Some contracts are excluded from the application scope of the CPFTA. These are mainly agreements regarding property, the sale of goods and services intended for business use and small sales under S$50. There are also other exceptions.

With the CPFTA the scope of contracts that can be canceled by consumers was extended to time share related contracts and long-term holiday product contracts.

How to cancel a contract under the CPFTA?

To cancel a contract, the consumer should give the supplier a notice of cancellation in writing of the consumer’s intention to cancel the contract. A specific form has been provided to be used by the government. The necessary information to be included is:

  • The name of the supplier;
  • A reference to the contract;
  • Consumer name and address;
  • Optional email and phone number
  • Date and signature

The notice should also contain a clear statement that the consumer wishes to exercise their right to cancel the contract under the Consumer Protection (Fair Trading) (Cancellation of Contracts) Regulations.

There are three options to deliver a cancellation notice:

  1. Personal delivery to the designated person;
  2. Delivery through pre-paid post to the designated address of the supplier;
  3. By facsimile transmission to a facsimile number designated in the consumer notice.

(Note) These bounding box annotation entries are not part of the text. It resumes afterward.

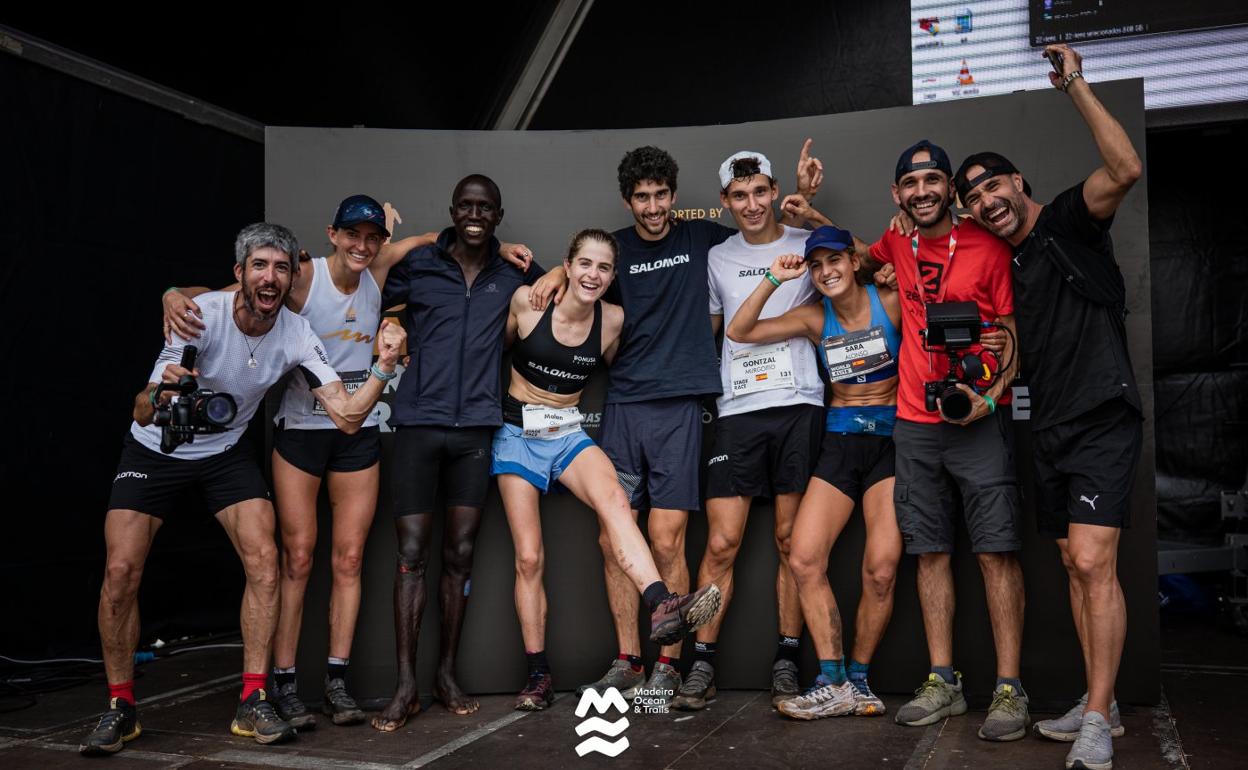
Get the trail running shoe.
[230,688,295,744]
[321,676,364,725]
[771,658,801,705]
[776,676,854,720]
[650,583,720,644]
[980,684,1031,740]
[1032,693,1127,744]
[1066,711,1113,770]
[79,698,144,756]
[671,660,715,711]
[577,659,645,700]
[273,681,316,730]
[895,673,966,728]
[850,676,885,716]
[515,673,554,711]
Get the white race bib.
[821,326,892,382]
[312,369,368,417]
[729,339,795,398]
[524,404,585,438]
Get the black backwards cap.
[892,139,953,183]
[953,152,1031,201]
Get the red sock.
[109,679,135,705]
[238,673,268,700]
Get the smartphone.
[1045,51,1062,75]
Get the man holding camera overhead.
[870,140,1030,740]
[808,140,1031,740]
[80,222,406,755]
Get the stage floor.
[0,616,1248,770]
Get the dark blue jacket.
[383,227,545,428]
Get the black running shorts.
[388,426,494,517]
[706,404,826,498]
[599,396,703,510]
[273,426,382,478]
[811,432,896,500]
[109,433,268,519]
[892,406,1022,554]
[1032,398,1143,538]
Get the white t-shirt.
[706,225,824,417]
[273,257,382,431]
[130,292,339,459]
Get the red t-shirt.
[871,220,1013,423]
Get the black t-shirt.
[607,220,736,403]
[1013,182,1143,431]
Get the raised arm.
[725,255,820,343]
[308,318,407,433]
[1045,45,1143,220]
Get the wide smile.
[910,197,940,218]
[983,203,1013,227]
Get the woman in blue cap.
[726,226,901,720]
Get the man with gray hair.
[80,222,406,755]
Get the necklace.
[235,304,273,369]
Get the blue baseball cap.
[333,195,389,238]
[805,225,854,260]
[892,139,953,183]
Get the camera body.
[920,302,996,421]
[152,344,238,454]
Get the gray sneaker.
[321,676,364,725]
[577,659,645,700]
[671,660,715,711]
[776,679,855,720]
[894,671,966,728]
[850,676,885,716]
[1066,711,1113,770]
[273,681,316,730]
[639,663,680,706]
[771,658,801,705]
[980,684,1031,740]
[1032,693,1127,744]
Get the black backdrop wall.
[265,80,1159,703]
[0,55,263,655]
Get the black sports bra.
[512,301,603,396]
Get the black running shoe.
[273,681,316,730]
[515,674,554,711]
[230,688,295,744]
[650,583,720,644]
[79,698,144,756]
[321,676,364,725]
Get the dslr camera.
[154,344,238,454]
[920,302,997,421]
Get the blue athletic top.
[819,286,901,384]
[819,286,901,436]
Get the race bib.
[524,404,585,439]
[822,326,892,382]
[729,339,795,398]
[312,369,368,417]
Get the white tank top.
[275,257,382,431]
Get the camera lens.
[940,388,971,419]
[200,393,238,427]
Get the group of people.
[82,45,1142,769]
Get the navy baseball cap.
[805,225,854,260]
[953,152,1031,200]
[892,139,953,183]
[333,195,389,238]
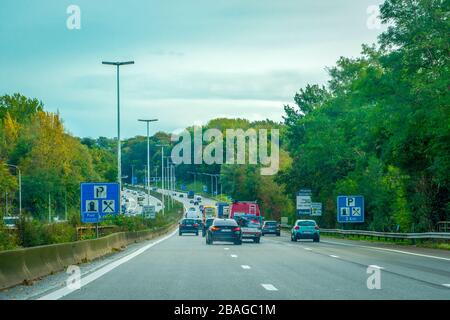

A notice of cancellation sent by a pre-paid post is deemed to have been given at the time of posting, whether or not it is actually received. It is, however, advisable to use the services of a registered post.

What is the cancellation period?

The consumer has a right to cancel a regulated contract within 5 days. This does not include weekends (Saturday and Sunday) and public holidays. These are not counted within the 5 days period.

The period starts after the day on which the consumer entered into the contract or after the consumer has been provided with an information notice by the supplier. The information notice includes the following details:

  1. Name of the supplier;
  2. Supplier’s reference number, code or other details to enable the transaction to be identified.
  3. Designated person(s) to whom notice of cancellation to be given, including at least one name and at least one address or facsimile number.

During the cancellation period, the supplier should not request or accept payment of any sum or other consideration in contemplation of or under a long-term holiday product or a timeshare contract.